Suddenly Lord Victor, quivering with excitement, his heart beating a tattoo that drowned something Swinton whispered, drew a bead on a patch of rufous fur that showed between the quivering reeds.

Back in the canes sounded a squealing trumpet note from Finnerty's elephant. With his keen scent he had discovered the tiger. Their elephant answered the call, and Lord Victor, fearing the animal his gun covered would break back, pulled the trigger. Unfortunately, and by chance, his aim was good.

A howl of canine agony followed the report, and the Banjara's dog pitched headfirst out of the cover, sat up on his haunches, looked at them in a stupid, dazed way, then raised his head and howled from the pain of a red-dripping wound in his shoulder.

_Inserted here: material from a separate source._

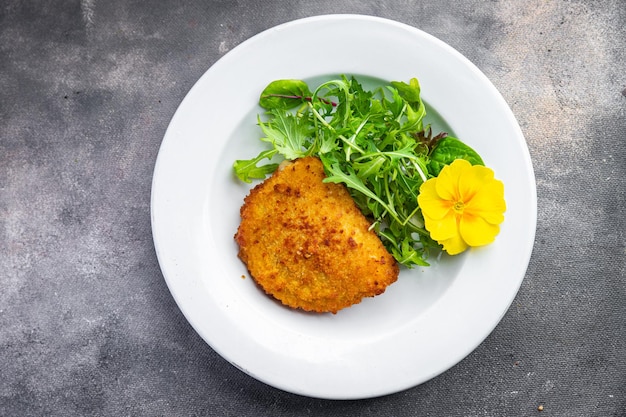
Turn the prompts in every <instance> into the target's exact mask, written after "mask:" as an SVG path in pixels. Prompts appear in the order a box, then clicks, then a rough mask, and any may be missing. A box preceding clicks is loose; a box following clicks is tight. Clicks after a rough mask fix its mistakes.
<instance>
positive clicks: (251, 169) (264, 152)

Pandemonium broke loose. Down in the cane there was the coughing roar of a charging tiger; the squeal of a frightened elephant; the bark of a gun; and out to one side the harsh voice of the Banjara calling, the growing cadence of his tones suggesting he was approaching with alacrity.

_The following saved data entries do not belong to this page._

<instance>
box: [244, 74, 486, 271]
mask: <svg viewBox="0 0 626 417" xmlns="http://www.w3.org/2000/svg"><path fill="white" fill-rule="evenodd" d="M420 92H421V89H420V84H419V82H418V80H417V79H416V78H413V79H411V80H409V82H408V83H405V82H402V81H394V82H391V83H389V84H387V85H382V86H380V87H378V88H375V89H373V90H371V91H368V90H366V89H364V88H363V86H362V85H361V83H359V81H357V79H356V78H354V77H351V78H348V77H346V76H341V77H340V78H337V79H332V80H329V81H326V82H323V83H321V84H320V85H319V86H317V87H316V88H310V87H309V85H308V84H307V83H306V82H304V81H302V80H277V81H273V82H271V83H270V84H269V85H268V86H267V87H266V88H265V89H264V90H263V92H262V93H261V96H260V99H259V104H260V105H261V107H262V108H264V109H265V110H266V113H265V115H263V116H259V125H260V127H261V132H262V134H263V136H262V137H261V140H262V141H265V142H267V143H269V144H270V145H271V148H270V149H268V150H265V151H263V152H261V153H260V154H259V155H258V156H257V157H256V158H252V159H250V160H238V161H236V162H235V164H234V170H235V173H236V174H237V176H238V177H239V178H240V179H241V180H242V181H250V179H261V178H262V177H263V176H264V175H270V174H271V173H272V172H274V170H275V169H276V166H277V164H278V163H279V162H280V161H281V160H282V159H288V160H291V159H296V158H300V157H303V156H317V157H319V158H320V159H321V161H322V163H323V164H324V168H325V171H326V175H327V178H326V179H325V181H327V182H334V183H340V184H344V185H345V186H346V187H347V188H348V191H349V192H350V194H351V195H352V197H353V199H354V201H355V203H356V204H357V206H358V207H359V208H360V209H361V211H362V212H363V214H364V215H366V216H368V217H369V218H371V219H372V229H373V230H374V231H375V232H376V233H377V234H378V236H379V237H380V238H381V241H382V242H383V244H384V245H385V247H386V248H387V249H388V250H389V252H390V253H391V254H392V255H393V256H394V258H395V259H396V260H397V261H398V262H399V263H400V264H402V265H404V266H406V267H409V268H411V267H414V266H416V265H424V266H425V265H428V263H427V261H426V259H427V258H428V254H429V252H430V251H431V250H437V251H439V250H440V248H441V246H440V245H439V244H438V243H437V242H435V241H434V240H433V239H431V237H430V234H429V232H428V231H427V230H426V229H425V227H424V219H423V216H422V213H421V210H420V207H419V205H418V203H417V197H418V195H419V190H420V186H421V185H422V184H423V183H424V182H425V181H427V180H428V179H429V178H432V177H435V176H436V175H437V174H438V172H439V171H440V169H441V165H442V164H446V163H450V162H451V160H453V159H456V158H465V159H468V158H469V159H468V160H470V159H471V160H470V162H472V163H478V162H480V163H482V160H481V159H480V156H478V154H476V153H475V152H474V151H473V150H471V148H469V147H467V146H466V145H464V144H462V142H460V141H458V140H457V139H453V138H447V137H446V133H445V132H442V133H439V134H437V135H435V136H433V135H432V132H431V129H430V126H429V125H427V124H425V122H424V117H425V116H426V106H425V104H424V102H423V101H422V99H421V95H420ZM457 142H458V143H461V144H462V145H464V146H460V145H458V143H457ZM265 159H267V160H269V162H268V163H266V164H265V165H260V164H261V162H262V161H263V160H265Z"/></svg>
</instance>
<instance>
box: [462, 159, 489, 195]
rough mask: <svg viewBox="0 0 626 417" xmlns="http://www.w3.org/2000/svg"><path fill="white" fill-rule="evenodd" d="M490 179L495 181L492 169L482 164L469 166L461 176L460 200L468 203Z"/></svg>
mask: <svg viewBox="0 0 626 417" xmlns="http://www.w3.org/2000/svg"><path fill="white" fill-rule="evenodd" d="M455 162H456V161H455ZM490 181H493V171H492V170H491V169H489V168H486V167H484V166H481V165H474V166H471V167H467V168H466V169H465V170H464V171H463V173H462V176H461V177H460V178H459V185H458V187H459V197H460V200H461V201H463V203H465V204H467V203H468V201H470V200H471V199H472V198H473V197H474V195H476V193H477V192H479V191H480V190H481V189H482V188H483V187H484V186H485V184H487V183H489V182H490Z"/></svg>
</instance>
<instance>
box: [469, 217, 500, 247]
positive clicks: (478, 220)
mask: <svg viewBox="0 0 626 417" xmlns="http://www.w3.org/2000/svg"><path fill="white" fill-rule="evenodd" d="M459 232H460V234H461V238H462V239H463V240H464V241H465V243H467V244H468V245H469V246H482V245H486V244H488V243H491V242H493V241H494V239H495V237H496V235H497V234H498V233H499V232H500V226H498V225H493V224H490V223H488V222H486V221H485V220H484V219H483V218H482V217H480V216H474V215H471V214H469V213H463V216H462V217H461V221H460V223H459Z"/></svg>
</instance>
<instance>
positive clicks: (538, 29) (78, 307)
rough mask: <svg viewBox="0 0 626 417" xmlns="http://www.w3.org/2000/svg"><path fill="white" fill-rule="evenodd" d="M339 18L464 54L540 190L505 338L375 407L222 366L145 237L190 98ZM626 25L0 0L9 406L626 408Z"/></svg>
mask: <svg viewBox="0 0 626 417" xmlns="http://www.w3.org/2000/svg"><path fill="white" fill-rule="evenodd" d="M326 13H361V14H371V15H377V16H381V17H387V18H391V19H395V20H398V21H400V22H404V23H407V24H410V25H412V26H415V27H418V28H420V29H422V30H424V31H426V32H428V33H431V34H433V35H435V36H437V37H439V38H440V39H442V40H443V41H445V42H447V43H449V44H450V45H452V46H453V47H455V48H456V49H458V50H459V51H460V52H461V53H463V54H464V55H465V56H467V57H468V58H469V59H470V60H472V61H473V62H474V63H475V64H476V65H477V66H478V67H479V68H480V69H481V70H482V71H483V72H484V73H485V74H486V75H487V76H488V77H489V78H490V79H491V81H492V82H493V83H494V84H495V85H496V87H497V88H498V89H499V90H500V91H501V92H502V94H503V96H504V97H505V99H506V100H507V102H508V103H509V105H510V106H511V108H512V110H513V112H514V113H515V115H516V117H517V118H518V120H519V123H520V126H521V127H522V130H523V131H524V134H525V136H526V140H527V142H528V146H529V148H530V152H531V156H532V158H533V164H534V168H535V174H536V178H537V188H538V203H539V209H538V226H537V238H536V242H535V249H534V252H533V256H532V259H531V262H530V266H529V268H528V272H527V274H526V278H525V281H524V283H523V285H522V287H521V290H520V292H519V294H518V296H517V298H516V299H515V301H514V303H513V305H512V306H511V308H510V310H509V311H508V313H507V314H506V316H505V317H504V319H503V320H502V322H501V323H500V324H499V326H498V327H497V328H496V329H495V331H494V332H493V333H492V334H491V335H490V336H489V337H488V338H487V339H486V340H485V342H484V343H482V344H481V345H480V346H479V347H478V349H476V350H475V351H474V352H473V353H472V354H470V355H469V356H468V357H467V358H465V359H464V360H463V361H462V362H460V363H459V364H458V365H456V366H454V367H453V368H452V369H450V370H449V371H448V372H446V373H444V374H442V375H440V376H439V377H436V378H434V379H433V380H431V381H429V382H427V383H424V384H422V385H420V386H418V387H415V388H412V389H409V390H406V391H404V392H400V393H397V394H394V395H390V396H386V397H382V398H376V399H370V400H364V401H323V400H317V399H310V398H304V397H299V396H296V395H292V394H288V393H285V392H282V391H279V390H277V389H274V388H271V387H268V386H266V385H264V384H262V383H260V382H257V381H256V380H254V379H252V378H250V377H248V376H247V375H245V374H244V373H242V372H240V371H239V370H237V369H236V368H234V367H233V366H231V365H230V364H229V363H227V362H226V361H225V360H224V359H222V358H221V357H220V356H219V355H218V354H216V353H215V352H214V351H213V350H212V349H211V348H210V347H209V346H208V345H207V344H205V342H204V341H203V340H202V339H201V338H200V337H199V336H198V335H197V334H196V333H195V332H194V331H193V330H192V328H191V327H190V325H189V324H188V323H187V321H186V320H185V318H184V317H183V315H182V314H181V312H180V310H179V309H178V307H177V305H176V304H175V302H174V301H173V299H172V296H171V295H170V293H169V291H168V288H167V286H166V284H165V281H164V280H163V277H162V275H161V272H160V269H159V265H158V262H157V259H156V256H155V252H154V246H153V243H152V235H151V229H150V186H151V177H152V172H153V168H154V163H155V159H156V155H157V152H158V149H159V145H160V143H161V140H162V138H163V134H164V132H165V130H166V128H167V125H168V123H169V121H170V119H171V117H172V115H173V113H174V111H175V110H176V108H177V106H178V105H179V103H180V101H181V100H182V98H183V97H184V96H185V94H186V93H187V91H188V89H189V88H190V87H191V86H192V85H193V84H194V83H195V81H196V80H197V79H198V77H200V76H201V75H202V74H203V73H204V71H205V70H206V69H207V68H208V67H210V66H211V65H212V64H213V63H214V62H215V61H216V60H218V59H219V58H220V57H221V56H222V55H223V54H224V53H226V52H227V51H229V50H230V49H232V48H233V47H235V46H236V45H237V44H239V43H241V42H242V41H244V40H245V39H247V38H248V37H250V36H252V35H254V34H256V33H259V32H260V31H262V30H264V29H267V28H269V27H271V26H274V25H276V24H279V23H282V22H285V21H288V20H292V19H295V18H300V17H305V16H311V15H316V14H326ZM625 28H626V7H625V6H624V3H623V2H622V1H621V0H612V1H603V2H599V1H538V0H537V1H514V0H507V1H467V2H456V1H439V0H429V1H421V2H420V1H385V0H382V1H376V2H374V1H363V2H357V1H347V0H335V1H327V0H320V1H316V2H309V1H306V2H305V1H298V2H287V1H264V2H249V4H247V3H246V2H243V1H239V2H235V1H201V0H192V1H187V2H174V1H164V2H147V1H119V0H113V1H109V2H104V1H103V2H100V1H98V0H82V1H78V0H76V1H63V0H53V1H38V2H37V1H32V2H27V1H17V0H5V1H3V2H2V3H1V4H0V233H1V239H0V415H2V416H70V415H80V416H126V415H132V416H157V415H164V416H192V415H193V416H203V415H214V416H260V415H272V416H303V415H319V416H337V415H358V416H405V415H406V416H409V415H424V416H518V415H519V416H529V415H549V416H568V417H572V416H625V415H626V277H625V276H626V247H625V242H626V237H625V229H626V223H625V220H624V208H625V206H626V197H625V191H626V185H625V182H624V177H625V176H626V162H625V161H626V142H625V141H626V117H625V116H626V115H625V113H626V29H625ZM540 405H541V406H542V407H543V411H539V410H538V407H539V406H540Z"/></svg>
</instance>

Lord Victor, a presentiment of ribald retribution because of his too excellent marksmanship flashing through his mind, sprang to his feet just as the elephant, excited by all these wondrous noises, commenced a ponderous buck; that is to say, an attempt to bolt. At the first stride a huge foot went into the soft, black cotton soil, and the young nobleman, thrown off his balance, dove headfirst out of the howdah. The soft muck saved him from a broken neck; it also nearly smothered him. Eyes, nose, mouth full—it was squirted in large quantities down his spine.

Swinton started to swear, angered by the mess Lord Victor had made of things; but when that young man pulled himself like a mud turtle out of the ooze and stood up, the reproach trailed off into a spasm of choking laughter. But the Banjara arriving on the scene checked this hilarity; indeed it was probably Gilfain's grotesque appearance that saved his life.

Finnerty, too, hove hugely onto the scene, a little rivulet of blood streaming from his elephant's trunk. "Were there two tigers?" he called as he emerged from the cane.

His circling eye fell upon the black-mucked nobleman. "Gad, man, what's happened?" he queried, clapping a hand to his mouth to smother his laughter. Then he saw the dog and its owner, and hastily dropping from the howdah pushed over beside Lord Victor, saying: "Get back on your elephant."

"Look, huzoor!" And the Banjara spread his big palm in a denunciatory way toward the dying dog. "I, having had my buffalo slain by a tiger that I had befriended, and bringing the word to the sahib that he might obtain a cherished skin, now have this accursed trial thrust upon me. Why should the young of the sahibs go forth to do a man's work, huzoor?"

"It was an accident," the major replied. "Come to the bungalow to-night and you will be given the price of two dogs."